The first room wasn’t bad, it was wide open and there were a lot of people standing and watching some lunatic scream about how we were all doomed and would never return. I tried to make some jokes to ease my nerves, but they came out as ramblings that no one could hear over the booming noise. Seconds later, we were being ushered, around the corner to a series of doors with a few dozen other groups. At first I was happy thinking we’d be going through with dozens of people, but that was ruined the second I saw each group being broken up into small sections in front of separate doors. Oh boy.
When our door opened, we were crammed into a tiny elevator type room. Squished against each other and the walls, the lights went out, noise started, the room shook and an electronic voice started rambling stuff off about our impending doom. A light sweat started to creep over my body, my breath quickened. I was comfortable in this small room, I had a wall against my back and people in front of me, I felt safe, but I knew we would all too soon be thrust out of it, or that one of the walls would give away making me scream like a little girl. And of course, I was right. One of the walls shot away, I screamed and we were pushed out into a hallway, there was no one else around (where did the other groups go?).
From this point on, the next forty minutes were probably the most stressful in my life. I spent the entire time hunched over with my arms tucked into my chest in some sort of defense pose. How this protected me, I don’t know, really all it did was make my back sore the next day. In addition to this odd position, I started to sweat. And when I say sweat, I’m talking fat man in the middle of the desert wearing a parka sweat. I was drenched from head to toe and it took me two hours to dry off afterward. At least I learned something about myself, when I’m scared poopless my body defends itself by curling up in a ball and spraying sweat at its attackers. How this will ever help me, I do not know.

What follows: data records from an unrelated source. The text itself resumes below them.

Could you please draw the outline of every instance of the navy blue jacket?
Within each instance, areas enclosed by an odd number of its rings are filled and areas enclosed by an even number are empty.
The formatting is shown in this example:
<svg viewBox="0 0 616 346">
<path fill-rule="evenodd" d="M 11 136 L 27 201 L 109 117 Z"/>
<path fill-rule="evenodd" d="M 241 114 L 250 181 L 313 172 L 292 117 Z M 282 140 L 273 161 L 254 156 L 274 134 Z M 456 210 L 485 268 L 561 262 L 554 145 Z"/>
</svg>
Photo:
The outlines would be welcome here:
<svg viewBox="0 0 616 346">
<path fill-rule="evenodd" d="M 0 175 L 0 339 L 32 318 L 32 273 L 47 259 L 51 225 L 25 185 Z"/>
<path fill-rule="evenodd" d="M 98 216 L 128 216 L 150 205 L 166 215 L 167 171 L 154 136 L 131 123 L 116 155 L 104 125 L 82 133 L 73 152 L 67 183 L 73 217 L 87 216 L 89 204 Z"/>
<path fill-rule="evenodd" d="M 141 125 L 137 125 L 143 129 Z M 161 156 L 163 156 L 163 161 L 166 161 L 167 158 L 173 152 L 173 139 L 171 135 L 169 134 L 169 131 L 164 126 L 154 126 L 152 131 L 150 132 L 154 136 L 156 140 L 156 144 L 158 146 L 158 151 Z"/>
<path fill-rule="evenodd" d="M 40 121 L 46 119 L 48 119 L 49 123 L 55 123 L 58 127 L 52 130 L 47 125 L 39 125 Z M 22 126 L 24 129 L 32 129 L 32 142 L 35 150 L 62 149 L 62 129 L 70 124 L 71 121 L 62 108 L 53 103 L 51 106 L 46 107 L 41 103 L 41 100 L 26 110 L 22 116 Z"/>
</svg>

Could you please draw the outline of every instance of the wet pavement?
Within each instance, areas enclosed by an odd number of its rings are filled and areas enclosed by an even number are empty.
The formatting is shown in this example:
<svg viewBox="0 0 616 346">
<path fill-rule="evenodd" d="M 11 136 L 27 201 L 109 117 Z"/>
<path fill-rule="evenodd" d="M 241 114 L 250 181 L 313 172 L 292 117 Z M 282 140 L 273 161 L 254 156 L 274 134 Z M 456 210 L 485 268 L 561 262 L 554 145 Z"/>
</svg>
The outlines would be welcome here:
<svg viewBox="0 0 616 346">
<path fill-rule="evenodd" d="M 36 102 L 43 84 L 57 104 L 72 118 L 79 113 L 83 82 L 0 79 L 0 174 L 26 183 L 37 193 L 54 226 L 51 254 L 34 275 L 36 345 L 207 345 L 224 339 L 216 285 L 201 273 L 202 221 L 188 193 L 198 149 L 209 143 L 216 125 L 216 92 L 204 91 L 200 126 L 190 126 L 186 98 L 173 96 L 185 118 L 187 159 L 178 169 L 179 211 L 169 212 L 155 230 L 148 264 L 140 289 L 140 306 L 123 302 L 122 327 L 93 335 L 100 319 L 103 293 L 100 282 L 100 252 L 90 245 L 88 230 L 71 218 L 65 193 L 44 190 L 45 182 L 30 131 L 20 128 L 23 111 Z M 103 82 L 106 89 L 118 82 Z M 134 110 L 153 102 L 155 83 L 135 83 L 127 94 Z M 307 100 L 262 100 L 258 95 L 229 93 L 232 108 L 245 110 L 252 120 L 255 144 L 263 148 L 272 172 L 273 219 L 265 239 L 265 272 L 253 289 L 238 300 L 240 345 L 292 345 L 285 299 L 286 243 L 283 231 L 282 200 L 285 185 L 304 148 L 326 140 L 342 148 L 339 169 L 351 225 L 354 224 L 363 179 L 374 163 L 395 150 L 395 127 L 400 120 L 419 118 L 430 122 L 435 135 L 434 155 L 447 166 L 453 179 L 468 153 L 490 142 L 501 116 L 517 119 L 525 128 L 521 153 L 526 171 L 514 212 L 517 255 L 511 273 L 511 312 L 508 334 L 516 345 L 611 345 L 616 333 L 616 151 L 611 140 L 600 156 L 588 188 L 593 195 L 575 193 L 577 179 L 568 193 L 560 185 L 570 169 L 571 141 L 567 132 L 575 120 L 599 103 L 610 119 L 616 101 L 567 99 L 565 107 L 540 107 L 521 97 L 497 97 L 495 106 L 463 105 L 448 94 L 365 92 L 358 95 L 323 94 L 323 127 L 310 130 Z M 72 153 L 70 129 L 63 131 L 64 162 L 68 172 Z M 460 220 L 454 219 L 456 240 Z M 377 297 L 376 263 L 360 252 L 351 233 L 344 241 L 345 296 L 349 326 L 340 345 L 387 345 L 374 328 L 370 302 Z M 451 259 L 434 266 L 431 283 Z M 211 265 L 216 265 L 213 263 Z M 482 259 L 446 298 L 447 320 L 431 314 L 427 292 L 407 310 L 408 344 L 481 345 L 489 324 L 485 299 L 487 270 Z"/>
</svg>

Most of the time I was too terrified to really spend any sort of time looking at what was going on. I kept my eyes on the floor, making sure to follow the feet in front of me and one hand always on the girl I made walk before me so she couldn’t disappear. Even with my reluctance to look, I was still amazed at this haunted house. It was flat out incredible. Every other house I have ever been into had bright exit signs ruining the illusion, as well as ushers keeping you on path. Not Erebus, no sir. There were NO exit signs, NO employees standing there telling you to move on and NO guide lights. When I say no lights, I mean absolute, pitch black in some areas, freaking scary. Things jumped out of everywhere, which is expected in a haunted house, but there were tons of things that were not expected. For one, I was not expecting to have to crawl through areas or to be standing in a corner of a room and then having the wall spin around leaving me separated from my group (I think that was the closest I came to peeing). There were also some amazing things like a room you had to literally push your way through and another area that they lock you in and bury you alive… seriously. The worst part about the experience… things touch you. I always remember telling myself as a child, at least they can’t touch me, they won’t touch me. Not here, nope, bodies get throw and land on you, you have to walk through rooms of hanging corpses, giant flying monsters reach down from the ceiling and grab you, animatronic dogs shoot out from the dark and almost trip you, dinosaurs pin you against the wall and even giant meat grinders force you out of a room. The “no touching” rule was out of the window and when I realized this, it made it all the more stressful. There were a ton of other amazing scares, I could write another fifty pages about this experience, but I don’t want to tell too much in case you ever go there, which you should!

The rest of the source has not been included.